Esselamu aleykum ve Rahmetullah!

Heyecanlı Hararetli ve Şevkli Kardeşim! Mevsim-i Bahardayız .. Rahmetli Ahmed İhsan Ağabeyimizle az pikniğe girmedik.. Belgrad Ormanları, Yuşa(a.s) tepesi, Beykoz ormanları daimi mekanlarımızdı. Gel gör ki hepsi tefekkür vesileleri iken layıkınca Ağabeyimizden ve seviyeli kardeşlerimizden başkaca nasiplenen olmazdı. Bir kısımlarımız yer içer piknik keyfini top oynamak suretiyle çıkartırken, bir bahardan Ağabeyimiz nice bin baharlar devşirirdi;  gönlüne, fikrine, hüşyar letaifine..

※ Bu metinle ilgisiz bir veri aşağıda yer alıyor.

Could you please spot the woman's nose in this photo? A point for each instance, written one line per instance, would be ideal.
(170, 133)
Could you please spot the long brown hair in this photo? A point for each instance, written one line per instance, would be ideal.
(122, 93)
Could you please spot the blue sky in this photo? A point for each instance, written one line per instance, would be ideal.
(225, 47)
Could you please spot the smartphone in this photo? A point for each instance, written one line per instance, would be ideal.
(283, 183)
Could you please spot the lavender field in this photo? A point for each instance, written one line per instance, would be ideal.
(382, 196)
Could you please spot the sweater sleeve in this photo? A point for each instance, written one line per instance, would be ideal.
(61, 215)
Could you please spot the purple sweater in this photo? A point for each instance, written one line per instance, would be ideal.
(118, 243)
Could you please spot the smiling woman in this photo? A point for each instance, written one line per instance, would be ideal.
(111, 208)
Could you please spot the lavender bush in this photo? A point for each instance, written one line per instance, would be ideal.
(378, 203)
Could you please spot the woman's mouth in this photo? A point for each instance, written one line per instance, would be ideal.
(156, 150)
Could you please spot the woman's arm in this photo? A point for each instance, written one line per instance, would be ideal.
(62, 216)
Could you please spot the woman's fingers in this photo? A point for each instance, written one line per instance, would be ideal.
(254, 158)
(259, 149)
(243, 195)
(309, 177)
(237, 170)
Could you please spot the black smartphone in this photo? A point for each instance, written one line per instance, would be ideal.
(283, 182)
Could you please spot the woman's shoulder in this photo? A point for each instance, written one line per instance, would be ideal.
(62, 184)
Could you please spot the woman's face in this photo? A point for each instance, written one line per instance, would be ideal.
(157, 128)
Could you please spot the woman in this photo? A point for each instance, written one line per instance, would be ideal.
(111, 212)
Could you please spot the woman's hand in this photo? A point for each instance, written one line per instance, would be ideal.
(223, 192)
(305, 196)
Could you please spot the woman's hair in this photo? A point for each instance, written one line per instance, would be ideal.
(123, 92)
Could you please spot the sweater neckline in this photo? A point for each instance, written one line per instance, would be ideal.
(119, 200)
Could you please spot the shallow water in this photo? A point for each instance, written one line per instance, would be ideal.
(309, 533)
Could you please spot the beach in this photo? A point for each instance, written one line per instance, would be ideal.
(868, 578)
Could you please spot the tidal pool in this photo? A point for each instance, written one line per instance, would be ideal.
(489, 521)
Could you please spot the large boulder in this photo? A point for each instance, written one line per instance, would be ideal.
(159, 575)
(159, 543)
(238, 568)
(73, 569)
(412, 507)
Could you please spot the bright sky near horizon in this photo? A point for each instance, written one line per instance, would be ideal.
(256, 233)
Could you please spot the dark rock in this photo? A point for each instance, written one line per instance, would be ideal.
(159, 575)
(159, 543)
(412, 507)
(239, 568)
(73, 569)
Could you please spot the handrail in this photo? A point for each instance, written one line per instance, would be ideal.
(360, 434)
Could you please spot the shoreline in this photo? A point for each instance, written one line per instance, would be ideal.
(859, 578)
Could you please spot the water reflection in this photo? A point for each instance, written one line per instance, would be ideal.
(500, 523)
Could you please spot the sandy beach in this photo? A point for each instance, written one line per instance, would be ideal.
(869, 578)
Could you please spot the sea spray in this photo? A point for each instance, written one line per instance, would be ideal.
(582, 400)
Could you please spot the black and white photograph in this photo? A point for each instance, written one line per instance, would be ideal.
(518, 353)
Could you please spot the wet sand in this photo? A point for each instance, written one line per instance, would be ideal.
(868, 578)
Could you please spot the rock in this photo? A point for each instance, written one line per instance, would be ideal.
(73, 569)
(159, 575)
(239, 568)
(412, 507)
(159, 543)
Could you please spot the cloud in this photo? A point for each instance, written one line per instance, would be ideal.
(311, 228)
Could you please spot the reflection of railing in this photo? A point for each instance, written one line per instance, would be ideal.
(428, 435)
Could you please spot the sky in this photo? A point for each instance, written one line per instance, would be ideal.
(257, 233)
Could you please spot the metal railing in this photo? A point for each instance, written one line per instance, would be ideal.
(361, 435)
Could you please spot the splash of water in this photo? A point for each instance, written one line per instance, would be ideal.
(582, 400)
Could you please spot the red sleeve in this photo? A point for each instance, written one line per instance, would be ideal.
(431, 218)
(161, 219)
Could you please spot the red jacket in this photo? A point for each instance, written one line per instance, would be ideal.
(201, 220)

          Göz ağaca, çiçeğe, kuşa, tablo tablo alem sahifelerine bakarken tenteneli perdeden zuhur eden  Mütecelli Esmayı okurdu.. Her bir sahifedeki tanzife nazar ederdi, tezyin ve tevzine dikkat eder inayet-i daime ve merhamet-i şamileye hayran kalırdı. Dolu dolu hamd ederdi 

            Kendisine iman nimetini veren, mahbub bir marifet yolunda yürüten Mevlamıza, muhabbetli bir kul olarak hemen yanı başındaki kardeşleri için de  yalvarırdı. "Rabbim bu Kullarının da basar ve basiretlerini aç, gözlerime ihsan ettiğin yakin sürmesini kardeşlerimin de her iki gözlerine (basar u basiretlerine) çek. Hidayetlerini, hikmet merzukiyetlerini, minnetdarlık ve  müstahsinliklerini artır" derdi..

            Ne güzel bir Ağabeyimizdi. Gönlüne manalar düşmeye görsün bir kardeşinin, sevincinden zıp zıp zıplardı. Ahmed Özkul'u böyle karşıladı, Murad'ı böyle karşıladı, Kamil?i böyle bağrına bastı, Mehmed Kardeşim seni de böyle istikbal etti..

İstedi ki Kulluğumuzu gönül gönüle, ruh be ruh, ittisal ve ittihad ile Rabbimize Cem'an tevcih edelim. Yerler gökler bu Melek-misal müşfik ağabeyimizle ne kadar iftihar etse az olsa gerektir.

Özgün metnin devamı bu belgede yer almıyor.